|
|
Nombres propios Monseñor Rafael Palmero, obispo de Palencia y responsable nacional de la pastoral de la salud, presidirá el domingo 2 de abril en el santuario de Torreciudad el Jubileo para los agentes de la salud. Se convoca a enfermos y familiares, médicos, enfermeros, y personal sanitario y auxiliar. Ha sido dado de alta en el hospital gijonés de Cabueñes, Luis Manuel Lorenzo, el bebé de dos meses que nació de una mujer clínicamente muerta y mantenida con vida para que se pudiera cumplir su último deseo: el nacimiento de este hijo. El niño se encuentra en perfectas condiciones de salud, y no tiene secuela alguna. Monseñor Luis Gutiérrez Martín, obispo de Segovia, ha sido elegido nuevo Presidente de la Fundación Las Edades del Hombre. El hasta ahora titular monseñor Santiago Martínez Acebes, arzobispo de Burgos, ha presentado su renuncia a dicho cargo por razones de salud. Monseñor Fidel Herráez, obispo auxiliar de Madrid, ha presidido en la parroquia de Santa Marta, de Vallecas, la celebración de la Eucaristía por el eterno descanso de las cinco personas que recientemente perecieron en un incendio mientras dormían, en un edificio abandonado del barrio madrileño de Entrevías: Juan Ángel Bautista de la Cruz, Juan Beltrán García, y su novia Patrocinio Gil Soto, Óscar Castaño García y Carmelo Lozano Zapata, todos ellos toxicómanos e indigentes.

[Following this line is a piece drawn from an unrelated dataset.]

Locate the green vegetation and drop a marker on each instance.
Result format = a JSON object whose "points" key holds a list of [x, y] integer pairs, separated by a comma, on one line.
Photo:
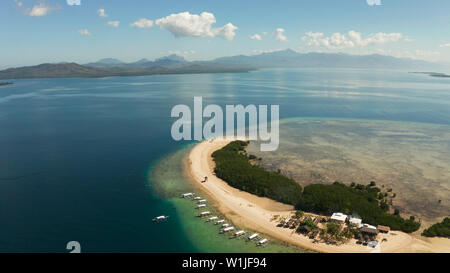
{"points": [[362, 200], [439, 229], [233, 166], [299, 214], [309, 223]]}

La Iglesia ha querido así estar presente y acoger a sus familiares y amigos en esta triste situación, al mismo tiempo que denunciar las malas condiciones de vida en las que se encuentran numerosos indigentes. Julián Marías, Fernando Chueca Goitia, Gonzalo Herranz, José María Gil Robles, Manuel Alvar, y Pedro Laín Entralgo, serán los encargados de un interesante ciclo de conferencias conmemorativas del 2º milenio del cristianismo, que, bajo el título Dios y la cultura, ha organizado Acción Social Católica, de Zaragoza, y que tendrán lugar en el Centro Cultural y de Congresos, los martes y jueves, a las 20 h., hasta el 30 de este mes.
Ha muerto el cardenal chino, Ignacio Gong Pin-mei. Tenía 98 años y vivía exiliado en los Estados Unidos, desde 1987. Juan Pablo II, que ha recordado su heroico ejemplo tras treinta años de cárcel, lo había creado cardenal in pectore, mientras estaba sufriendo la persecución en las cárceles comunistas de su país. Era el más anciano de los miembros del colegio cardenalicio y había sido arzobispo de Shanghai. Su muerte ha unido a los católicos de China que hoy superan los diez millones.